Chase put his hand on his back and said “back.”
According to one of the witnesses, Collin Thompson, Chase had been running in the middle of the road when an older white male got out of his vehicle and pushed the young man to the ground and screamed “get out of here.”
Another witness named Kris Van Metter was riding his bicycle in the park also saw the incident.
“I see a grown man, who is quite tall and fairly heavy … exit the vehicle and give this young man a shove that puts him back 10 feet and flat on his butt. Like, just shoved him across the road. The kid didn’t seem to be doing anything but standing there, obviously had nothing in his hands and weighed all of 130 pounds. This guy was easily twice that.”-Van Metter
Luckily the two witnesses took down the license plate number on the car before the man drove off. He has been identified as 57-year-old Martin MacDonald.
A deputy went to the perpetrators home to question MacDonald on the incident. The report reads:
“When [the deputy] asked him why he did that, he replied that he thought Chase was going to mug his wife and take her purse. MacDonald’s wife was sitting in the front passenger seat at the time of the [incident]. When [the deputy] asked him why he thought that, MacDonald told him that some youths had broken into his car recently and that crossed his mind. MacDonald went on to say that Chase wasn’t responding to him telling him to move out of the road.”
Chase is a near total nonverbal autistic person.
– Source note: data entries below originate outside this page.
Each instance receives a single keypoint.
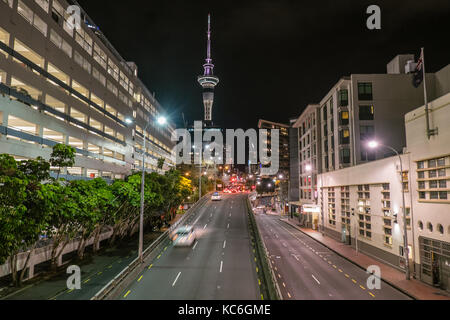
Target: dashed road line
(176, 279)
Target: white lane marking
(176, 279)
(315, 279)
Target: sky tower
(208, 80)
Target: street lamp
(374, 145)
(160, 121)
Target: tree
(22, 211)
(63, 156)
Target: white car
(184, 237)
(216, 197)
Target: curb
(354, 262)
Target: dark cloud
(272, 57)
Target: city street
(219, 266)
(307, 270)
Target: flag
(418, 73)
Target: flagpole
(427, 114)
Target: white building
(70, 86)
(373, 192)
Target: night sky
(272, 57)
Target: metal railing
(118, 280)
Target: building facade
(362, 205)
(63, 84)
(334, 133)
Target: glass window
(367, 133)
(39, 24)
(432, 163)
(365, 91)
(9, 2)
(25, 12)
(344, 118)
(366, 112)
(343, 98)
(113, 70)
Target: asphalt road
(307, 270)
(219, 266)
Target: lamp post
(161, 121)
(374, 145)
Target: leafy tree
(63, 156)
(22, 212)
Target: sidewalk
(394, 277)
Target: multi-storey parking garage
(60, 84)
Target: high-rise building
(208, 80)
(67, 84)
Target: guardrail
(270, 284)
(118, 280)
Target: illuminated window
(366, 113)
(365, 91)
(113, 70)
(99, 76)
(55, 104)
(74, 113)
(58, 74)
(84, 40)
(76, 143)
(100, 56)
(4, 38)
(43, 4)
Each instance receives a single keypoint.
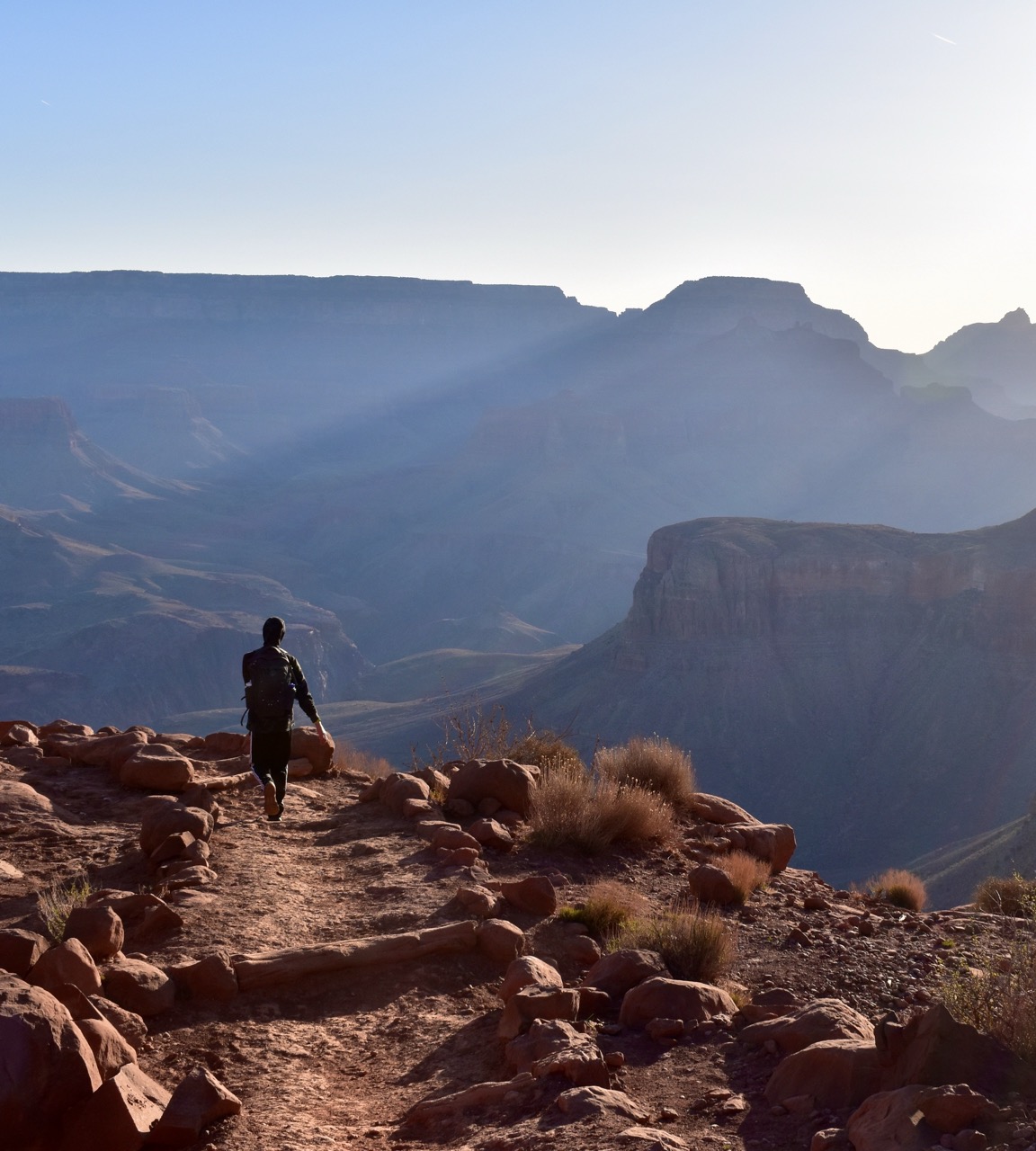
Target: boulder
(772, 842)
(676, 999)
(198, 1101)
(935, 1048)
(511, 784)
(46, 1066)
(99, 929)
(555, 1048)
(156, 768)
(534, 895)
(531, 1004)
(493, 834)
(111, 1051)
(398, 788)
(20, 950)
(715, 809)
(67, 962)
(891, 1121)
(623, 969)
(165, 820)
(212, 977)
(823, 1019)
(592, 1102)
(308, 745)
(138, 986)
(478, 900)
(710, 884)
(128, 1023)
(119, 1115)
(501, 941)
(835, 1073)
(529, 971)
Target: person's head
(273, 629)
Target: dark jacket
(267, 726)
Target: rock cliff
(875, 687)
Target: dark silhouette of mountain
(872, 686)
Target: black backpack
(271, 693)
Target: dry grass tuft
(900, 888)
(571, 810)
(694, 945)
(57, 901)
(1000, 1002)
(1012, 896)
(746, 872)
(608, 906)
(652, 763)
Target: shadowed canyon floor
(338, 1059)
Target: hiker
(273, 683)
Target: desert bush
(652, 763)
(57, 901)
(1012, 896)
(999, 1002)
(571, 809)
(747, 872)
(607, 907)
(900, 888)
(694, 945)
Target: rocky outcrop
(842, 678)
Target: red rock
(534, 895)
(119, 1115)
(823, 1019)
(308, 745)
(529, 971)
(111, 1051)
(68, 962)
(674, 998)
(139, 986)
(511, 784)
(621, 970)
(835, 1073)
(99, 929)
(210, 977)
(501, 941)
(48, 1066)
(198, 1101)
(20, 950)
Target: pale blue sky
(880, 152)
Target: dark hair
(273, 629)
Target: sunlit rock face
(874, 687)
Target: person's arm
(305, 699)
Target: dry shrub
(652, 763)
(999, 1003)
(57, 901)
(747, 872)
(350, 759)
(694, 945)
(608, 906)
(1012, 896)
(900, 888)
(571, 810)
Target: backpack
(271, 691)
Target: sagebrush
(694, 945)
(652, 763)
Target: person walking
(274, 683)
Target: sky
(879, 152)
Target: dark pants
(271, 753)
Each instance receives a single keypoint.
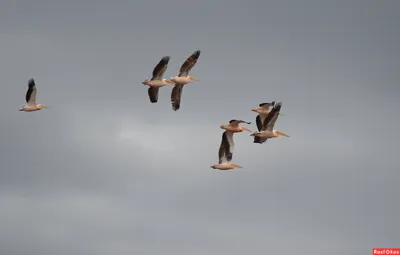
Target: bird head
(192, 78)
(245, 128)
(41, 106)
(280, 133)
He was also in a run with a big paper number on his chest and back.
No Justice for Chase
A week later Chase refused to go to practices. He turned in his uniform to his coach. He may now be so afraid that he will never run again.
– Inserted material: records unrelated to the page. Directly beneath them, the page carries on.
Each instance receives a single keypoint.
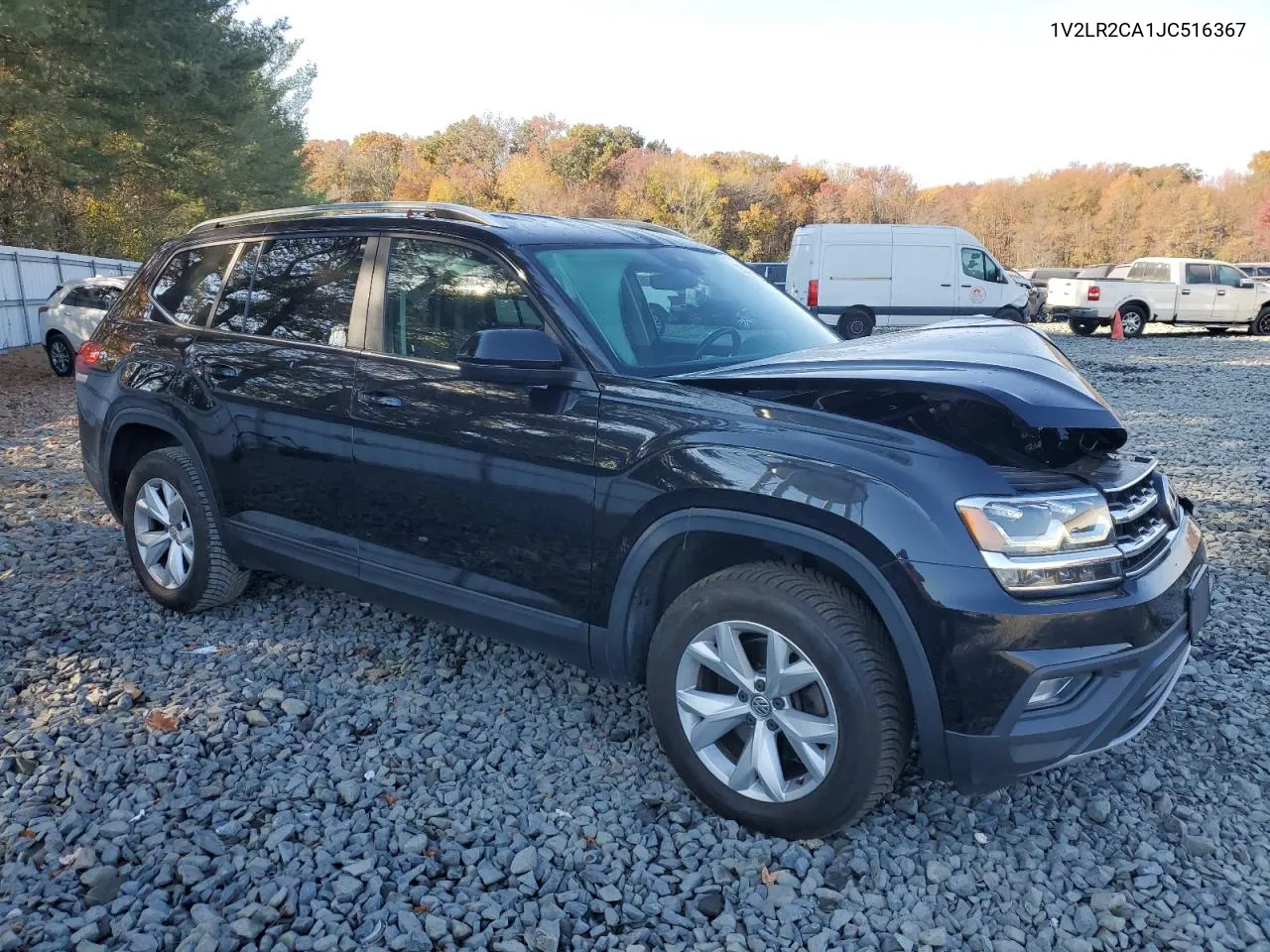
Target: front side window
(302, 290)
(974, 263)
(439, 295)
(1199, 275)
(189, 286)
(1228, 276)
(668, 309)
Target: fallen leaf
(160, 721)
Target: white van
(856, 277)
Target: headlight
(1065, 522)
(1049, 544)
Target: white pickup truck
(1209, 294)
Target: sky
(949, 91)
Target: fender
(150, 416)
(610, 649)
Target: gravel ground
(333, 775)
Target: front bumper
(992, 652)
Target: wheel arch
(619, 651)
(127, 434)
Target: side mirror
(513, 356)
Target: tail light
(93, 357)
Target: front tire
(173, 537)
(855, 322)
(778, 696)
(62, 354)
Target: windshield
(672, 309)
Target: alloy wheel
(164, 535)
(756, 711)
(60, 357)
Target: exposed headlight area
(1074, 540)
(1046, 544)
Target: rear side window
(1228, 276)
(189, 286)
(1199, 275)
(440, 295)
(302, 290)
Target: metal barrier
(28, 276)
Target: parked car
(771, 272)
(1167, 290)
(70, 316)
(858, 277)
(806, 548)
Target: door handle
(380, 399)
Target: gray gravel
(335, 775)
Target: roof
(513, 227)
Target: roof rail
(644, 225)
(334, 209)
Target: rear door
(802, 266)
(1198, 294)
(1232, 303)
(474, 495)
(855, 271)
(922, 278)
(277, 359)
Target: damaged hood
(1001, 362)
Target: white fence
(28, 277)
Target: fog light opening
(1057, 690)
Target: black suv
(611, 443)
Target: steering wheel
(714, 335)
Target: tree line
(749, 203)
(123, 122)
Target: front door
(277, 361)
(980, 284)
(1232, 303)
(1198, 294)
(472, 495)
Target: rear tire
(178, 557)
(1133, 321)
(851, 685)
(855, 322)
(1261, 322)
(62, 354)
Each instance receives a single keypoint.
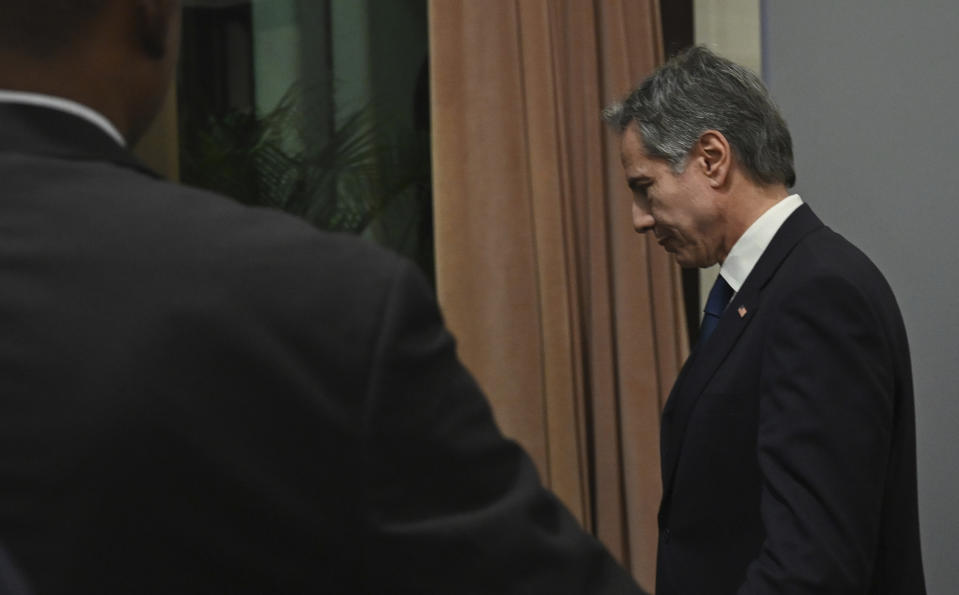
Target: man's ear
(714, 156)
(154, 21)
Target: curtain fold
(571, 322)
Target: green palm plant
(368, 176)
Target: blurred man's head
(116, 56)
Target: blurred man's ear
(154, 19)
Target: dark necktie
(719, 296)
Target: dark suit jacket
(199, 397)
(788, 442)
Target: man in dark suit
(198, 397)
(788, 441)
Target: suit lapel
(44, 131)
(703, 363)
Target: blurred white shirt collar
(64, 105)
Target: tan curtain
(570, 321)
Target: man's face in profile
(677, 207)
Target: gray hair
(696, 91)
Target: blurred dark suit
(199, 397)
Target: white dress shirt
(64, 105)
(750, 246)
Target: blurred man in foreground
(197, 397)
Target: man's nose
(642, 220)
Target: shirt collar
(64, 105)
(750, 246)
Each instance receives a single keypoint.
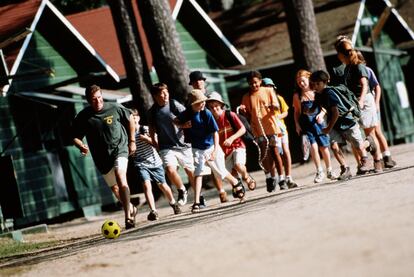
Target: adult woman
(355, 77)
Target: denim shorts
(152, 174)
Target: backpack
(246, 137)
(348, 103)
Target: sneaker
(365, 167)
(182, 197)
(203, 202)
(378, 166)
(176, 208)
(319, 176)
(291, 184)
(283, 185)
(331, 175)
(195, 208)
(372, 148)
(223, 197)
(153, 215)
(389, 162)
(270, 184)
(345, 174)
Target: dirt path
(363, 227)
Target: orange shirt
(257, 104)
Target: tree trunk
(304, 35)
(166, 49)
(130, 43)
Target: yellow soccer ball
(111, 229)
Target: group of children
(203, 133)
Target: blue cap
(268, 82)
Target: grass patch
(9, 247)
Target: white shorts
(176, 157)
(201, 160)
(121, 163)
(369, 116)
(238, 156)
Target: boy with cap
(259, 106)
(281, 113)
(205, 144)
(174, 151)
(148, 166)
(198, 81)
(230, 131)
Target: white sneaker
(182, 197)
(332, 175)
(320, 175)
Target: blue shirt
(203, 126)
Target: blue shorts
(152, 174)
(320, 139)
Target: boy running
(170, 139)
(205, 144)
(340, 128)
(259, 106)
(230, 139)
(148, 165)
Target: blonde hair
(343, 45)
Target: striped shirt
(145, 155)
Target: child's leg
(149, 196)
(198, 183)
(315, 156)
(326, 157)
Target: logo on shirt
(109, 119)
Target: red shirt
(226, 131)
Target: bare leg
(174, 177)
(149, 196)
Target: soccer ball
(111, 229)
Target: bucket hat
(197, 96)
(195, 76)
(215, 96)
(268, 82)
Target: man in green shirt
(109, 129)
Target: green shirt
(106, 132)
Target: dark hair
(253, 74)
(320, 76)
(158, 87)
(90, 90)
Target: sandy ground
(363, 227)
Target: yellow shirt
(283, 108)
(257, 107)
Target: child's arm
(229, 141)
(334, 118)
(297, 112)
(216, 146)
(154, 138)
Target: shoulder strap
(230, 119)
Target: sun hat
(197, 96)
(215, 96)
(195, 76)
(268, 82)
Rochester City Court Judge Caroline Morrison has refused to file charges on the grown man who assaulted an autistic youngster. There is no justice for Chase.
“For an Autistic, nonverbal student to have joined a team, to be competing in organized athletic programs and acting as a part of a team and community is the kind of success we strive for. For all of this progress to be lost due to a racist, aggressive, unprovoked attack on a disabled African-American minor with absolutely no consequences is, for lack of a stronger word, unacceptable.” – Excerpt from a letter to the Court from Syracuse city council member Susan Boyle
There is a possibility of a civil suit. But with the miscarriage of justice so far, one has to wonder if the man’s privilege will get him out of that as well.
“He snatched a joy out of my child that took a long time to establish,” Coleman said. “He needs to face the music. This is still a child and it was unprovoked. He needs to wear some handcuffs and go through that whole process.”
“We just keep telling him, ‘You didn’t do anything wrong. Chase is good. There are mean people and there are nice people and this person was just a mean person,’ ” Coleman said. “We just keep apologizing to him that happened. Especially me. I kept apologizing to him that I couldn’t keep him safe.”